Nanda is always trying her best to conform, while naturally testing her boundaries as any child does and slightly resentful of the denial of 'special friends' and rules about everything from reading matter to how the girls are to bathe. Despite the fact that friendships are frownded upon and fought against, of course Nanda makes them. It is the beautiful Leonie De Wesseldorf, half French and half German, from an old Catholic family of wealth and privilege, who, without meaning to, brings about her downfall.

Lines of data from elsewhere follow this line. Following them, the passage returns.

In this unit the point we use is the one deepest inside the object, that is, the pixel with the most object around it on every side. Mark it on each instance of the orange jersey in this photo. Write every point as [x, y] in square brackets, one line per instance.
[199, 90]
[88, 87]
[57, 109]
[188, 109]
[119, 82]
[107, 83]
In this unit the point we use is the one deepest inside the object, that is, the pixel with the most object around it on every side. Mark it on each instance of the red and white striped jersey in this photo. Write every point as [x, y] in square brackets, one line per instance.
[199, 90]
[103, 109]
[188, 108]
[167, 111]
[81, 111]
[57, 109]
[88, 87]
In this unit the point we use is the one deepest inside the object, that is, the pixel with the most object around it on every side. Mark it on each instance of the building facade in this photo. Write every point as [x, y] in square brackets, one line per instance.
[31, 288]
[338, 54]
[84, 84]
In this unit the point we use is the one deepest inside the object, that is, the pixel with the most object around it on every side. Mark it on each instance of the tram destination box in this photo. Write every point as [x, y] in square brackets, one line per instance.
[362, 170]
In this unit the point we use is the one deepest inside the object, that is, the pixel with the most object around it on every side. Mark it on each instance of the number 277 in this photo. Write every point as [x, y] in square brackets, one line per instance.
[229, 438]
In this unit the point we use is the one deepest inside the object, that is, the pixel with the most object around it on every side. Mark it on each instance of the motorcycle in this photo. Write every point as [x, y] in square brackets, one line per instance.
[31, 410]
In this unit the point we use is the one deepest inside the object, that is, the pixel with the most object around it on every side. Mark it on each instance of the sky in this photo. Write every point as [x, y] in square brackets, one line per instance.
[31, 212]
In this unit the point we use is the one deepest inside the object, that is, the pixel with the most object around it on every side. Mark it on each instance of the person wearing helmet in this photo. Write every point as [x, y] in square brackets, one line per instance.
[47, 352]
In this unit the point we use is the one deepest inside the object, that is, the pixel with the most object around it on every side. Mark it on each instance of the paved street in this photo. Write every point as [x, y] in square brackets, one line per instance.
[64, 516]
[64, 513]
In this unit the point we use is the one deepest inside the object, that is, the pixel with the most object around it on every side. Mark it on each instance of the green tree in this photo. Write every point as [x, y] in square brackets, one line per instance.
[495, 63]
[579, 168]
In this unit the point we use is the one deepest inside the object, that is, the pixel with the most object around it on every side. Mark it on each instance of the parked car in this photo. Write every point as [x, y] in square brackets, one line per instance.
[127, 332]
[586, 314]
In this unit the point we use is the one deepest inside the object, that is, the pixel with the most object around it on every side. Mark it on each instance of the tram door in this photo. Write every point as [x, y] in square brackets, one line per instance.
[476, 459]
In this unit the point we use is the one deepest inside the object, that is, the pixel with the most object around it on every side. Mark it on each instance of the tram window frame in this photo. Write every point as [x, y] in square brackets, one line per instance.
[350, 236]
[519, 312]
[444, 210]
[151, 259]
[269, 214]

In essence, this is a school story - about a young girls growing up in a closed community. However, the ambiguous feelings of religion hang over everything Nanda does. She both embraces her religion fervently and yet fights against it, even without meaning to. As all children do, she understands far more than the adults think she does. "If they were vague about heaven, they were very definite indeed about hell. Nanda felt a great deal more positive about the conditions of life in hell than in, say, the West of Scotland or Minneapolis," states the author with, one feels, only too much truth. It is because Nanda tries so desperately to please both at school, and at home, that you feel for her so strongly at the end of the book. A very moving and wonderful read.